According to the Xinhua News Agency, Wang Zhimin has been replaced as director of Beijing’s liaison office for Hong Kong by Luo Huining, the Communist Party secretary for the northern province of Shanxi.
Zhimin sacking follows months of pro-democracy protests in Hong Kong.
Carrie Lam, the chief executive of Hong Kong, however, remains in office with the support of Beijing’s leadership.
Lam is the chief proponent of a bill that initially set off mass protests in March 2019.
The bill would have seen fugitives being extradited from Hong Kong to mainland China.
Protesters, however, expressed fear that the act would allow for unfair treatment to prisoners taken from Hong Kong.
Representatives from several countries have called on Lam to “seek genuine ways forward out of this crisis by addressing the grievances of Hong Kong people.”

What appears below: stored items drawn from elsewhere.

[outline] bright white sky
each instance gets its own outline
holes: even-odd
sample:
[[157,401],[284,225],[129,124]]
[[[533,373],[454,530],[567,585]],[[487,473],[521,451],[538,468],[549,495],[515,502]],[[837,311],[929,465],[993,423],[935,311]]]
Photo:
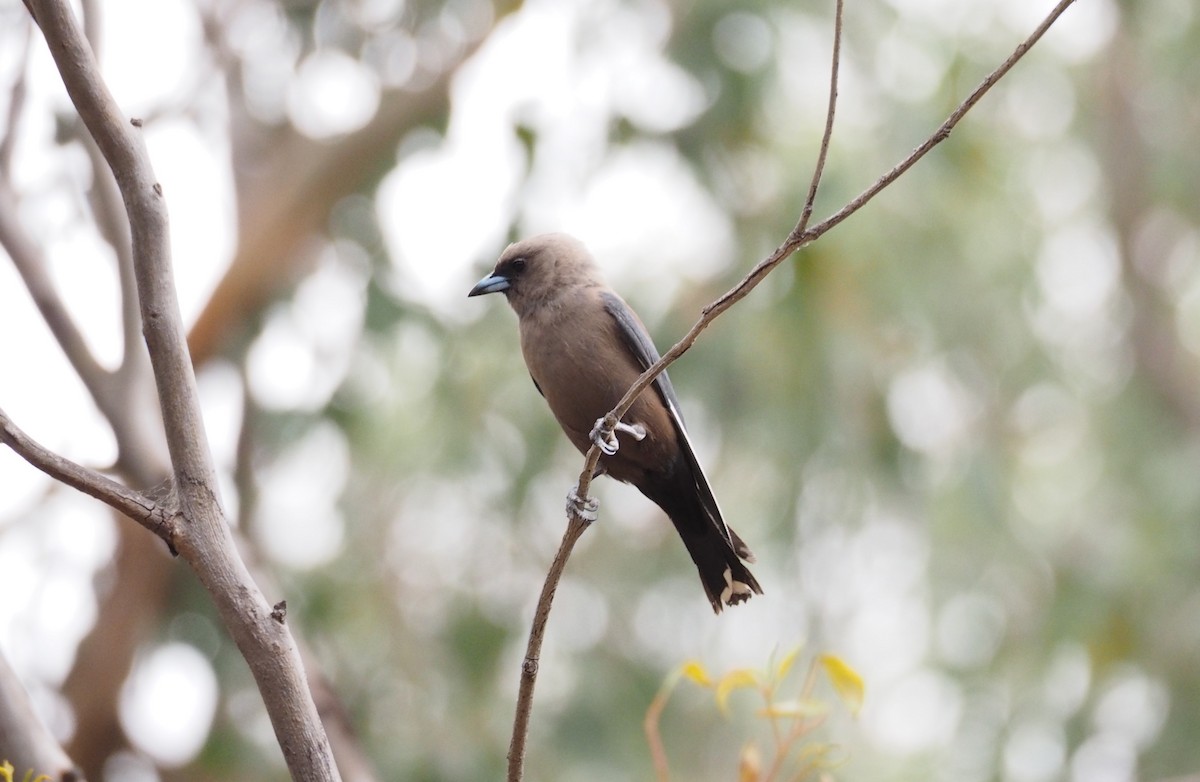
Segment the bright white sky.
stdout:
[[[876,72],[848,64],[843,82],[848,97],[839,116],[845,132],[853,133],[855,128],[868,132],[871,126],[869,112],[854,98],[855,84],[863,89],[874,84],[911,101],[924,99],[936,88],[946,63],[935,49],[924,46],[923,26],[944,30],[949,25],[964,35],[977,34],[980,26],[986,30],[999,16],[1005,27],[1023,35],[1049,7],[1049,3],[988,0],[893,0],[892,4],[901,12],[902,23],[879,44]],[[363,13],[386,5],[363,4]],[[196,65],[202,44],[188,0],[104,0],[97,6],[104,12],[105,73],[130,116],[193,93],[198,94],[202,109],[217,111],[199,125],[178,119],[155,122],[146,129],[170,204],[180,300],[190,321],[233,249],[233,191],[219,113],[220,88],[200,85],[197,91],[191,81],[203,72]],[[278,20],[273,24],[257,6],[247,7],[247,18],[254,20],[250,25],[256,31],[254,44],[268,51],[274,46],[286,49]],[[19,0],[0,0],[0,22],[5,28],[0,29],[0,101],[7,100],[7,85],[16,73],[21,50],[20,25],[8,20],[23,15]],[[1047,44],[1063,59],[1085,60],[1107,40],[1114,19],[1111,0],[1080,3]],[[704,86],[661,56],[668,32],[664,20],[653,4],[560,0],[531,0],[506,20],[456,80],[455,111],[446,138],[408,157],[380,187],[377,209],[396,261],[395,284],[408,295],[432,303],[447,318],[470,317],[462,312],[463,293],[489,264],[514,217],[526,233],[564,230],[580,236],[603,259],[610,277],[629,288],[651,280],[661,286],[664,280],[678,281],[681,276],[703,277],[745,260],[736,258],[729,218],[670,144],[641,141],[609,154],[609,117],[621,115],[641,127],[669,132],[686,126],[707,104]],[[828,33],[806,24],[797,17],[795,25],[778,32],[784,41],[819,44],[788,46],[781,52],[788,67],[781,75],[780,89],[795,106],[782,109],[780,117],[793,126],[801,112],[824,105],[821,80],[790,81],[789,74],[826,67]],[[155,35],[145,35],[147,29]],[[720,56],[731,67],[746,70],[763,66],[763,47],[774,40],[760,17],[745,13],[730,14],[718,25],[718,35]],[[1016,33],[1008,37],[1015,40]],[[586,43],[575,46],[580,40]],[[245,43],[249,46],[251,39]],[[94,229],[80,219],[80,193],[86,184],[83,161],[51,143],[54,113],[65,111],[67,104],[36,36],[33,47],[22,143],[9,174],[23,196],[22,219],[46,249],[63,296],[97,354],[113,363],[119,359],[120,335],[111,257]],[[297,126],[314,136],[336,135],[365,122],[380,91],[373,74],[333,52],[314,55],[294,78],[279,69],[278,60],[264,58],[250,80],[266,85],[261,93],[264,111],[287,112]],[[272,90],[270,85],[276,82],[282,88]],[[813,92],[813,84],[820,89]],[[1062,85],[1053,79],[1037,81],[1036,89],[1033,81],[1028,84],[1027,105],[1016,106],[1014,112],[1028,118],[1031,136],[1061,133],[1073,110],[1069,85],[1064,98]],[[1014,101],[1023,100],[1020,91],[1015,94]],[[537,168],[531,180],[523,181],[528,161],[511,127],[514,117],[529,116],[538,120],[540,148],[559,164]],[[1067,158],[1072,171],[1095,176],[1086,155]],[[1072,195],[1065,184],[1076,180],[1064,176],[1056,178],[1057,184],[1047,183],[1060,193],[1047,203],[1086,198],[1078,191]],[[518,190],[524,201],[522,212],[514,215]],[[1099,237],[1084,242],[1094,245],[1088,248],[1091,255],[1111,259],[1112,248],[1105,244],[1103,232],[1094,232],[1091,226],[1064,230],[1076,232],[1063,234],[1060,242],[1047,247],[1039,280],[1046,283],[1048,295],[1065,297],[1064,307],[1086,310],[1105,295],[1111,275],[1091,278],[1092,288],[1064,286],[1061,278],[1089,279],[1075,268],[1081,262],[1079,253],[1064,248],[1077,251],[1081,231]],[[266,336],[252,352],[250,382],[264,404],[315,407],[333,390],[328,382],[318,382],[319,378],[328,381],[330,373],[317,371],[326,367],[317,362],[341,355],[334,360],[341,361],[344,371],[359,316],[321,321],[321,333],[315,336],[306,334],[301,325],[311,325],[320,313],[356,311],[351,305],[361,294],[360,283],[329,268],[322,267],[318,274],[326,276],[308,284],[309,294],[302,289],[294,305],[313,317],[297,317],[295,312],[272,316]],[[1111,263],[1102,268],[1111,271]],[[656,300],[665,305],[671,300],[668,294]],[[325,306],[328,299],[314,298],[324,296],[343,297],[347,306],[329,307]],[[660,313],[644,314],[652,321]],[[109,463],[114,455],[111,436],[7,262],[0,262],[0,335],[4,335],[0,338],[0,367],[4,368],[0,406],[49,447],[85,464]],[[315,345],[322,339],[324,344]],[[236,379],[218,372],[205,379],[204,387],[213,446],[218,460],[228,463],[239,416]],[[930,417],[931,399],[940,400],[933,407],[944,414]],[[972,415],[971,400],[937,364],[914,367],[902,375],[888,396],[888,409],[900,438],[930,453],[953,447]],[[330,432],[318,431],[301,443],[294,455],[296,463],[311,461],[306,448],[344,455],[344,443]],[[344,469],[326,470],[325,482],[312,482],[292,469],[289,459],[293,456],[281,459],[275,472],[264,477],[264,544],[273,556],[293,567],[319,564],[340,541],[341,522],[333,501],[345,480]],[[345,461],[335,459],[342,467]],[[0,449],[0,523],[47,503],[35,514],[36,520],[30,516],[30,523],[10,525],[0,535],[0,573],[10,585],[0,601],[0,647],[31,678],[35,696],[53,715],[58,712],[48,690],[36,683],[53,685],[69,669],[73,639],[92,621],[92,574],[110,556],[113,537],[106,511],[90,500],[62,493],[47,502],[48,485],[47,479]],[[305,519],[309,519],[308,534],[297,534],[296,525]],[[285,534],[272,535],[277,527]],[[929,615],[923,575],[912,564],[923,562],[921,546],[904,525],[881,515],[853,538],[831,531],[828,539],[813,544],[802,562],[809,577],[824,574],[832,581],[841,580],[849,601],[847,646],[858,656],[856,663],[864,673],[882,685],[874,701],[878,708],[864,713],[867,728],[884,744],[906,751],[941,745],[956,728],[962,695],[953,682],[924,666],[931,644],[981,664],[992,651],[988,639],[999,633],[994,626],[980,630],[969,625],[977,621],[977,612],[947,611],[936,621]],[[829,562],[843,563],[842,570],[829,572]],[[888,576],[886,582],[880,580],[881,572]],[[826,582],[824,590],[830,589]],[[745,641],[741,648],[751,647],[747,651],[755,655],[754,664],[761,662],[761,649],[802,640],[800,627],[787,637],[762,636],[764,616],[791,614],[777,602],[780,599],[768,595],[755,601],[763,612],[757,621],[746,612],[729,618],[737,629],[732,635]],[[986,614],[986,598],[978,600],[985,602]],[[852,611],[851,605],[857,608]],[[653,605],[641,614],[646,622],[639,620],[639,626],[658,628],[669,622]],[[884,649],[886,655],[880,656]],[[169,644],[150,651],[122,702],[134,739],[164,763],[185,762],[212,719],[215,686],[206,659],[192,647]],[[163,697],[164,692],[170,697]],[[1041,734],[1026,737],[1042,750],[1037,741],[1044,738]],[[1026,755],[1017,753],[1017,757],[1019,761]]]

Diplomatic negotiations with China resulted in the 1984 Sino-British Joint Declaration in which the United Kingdom agreed to transfer the colony in 1997 and China would guarantee Hong Kong’s economic and political systems for 50 years after the transfer.
The impending transfer triggered a wave of mass emigration as residents feared an erosion of civil rights, the rule of law, and quality of life.
Over half a million people left the territory during the peak migration period, from 1987 to 1996.
Hong Kong was transferred to China on 1 July 1997, after 156 years of British rule.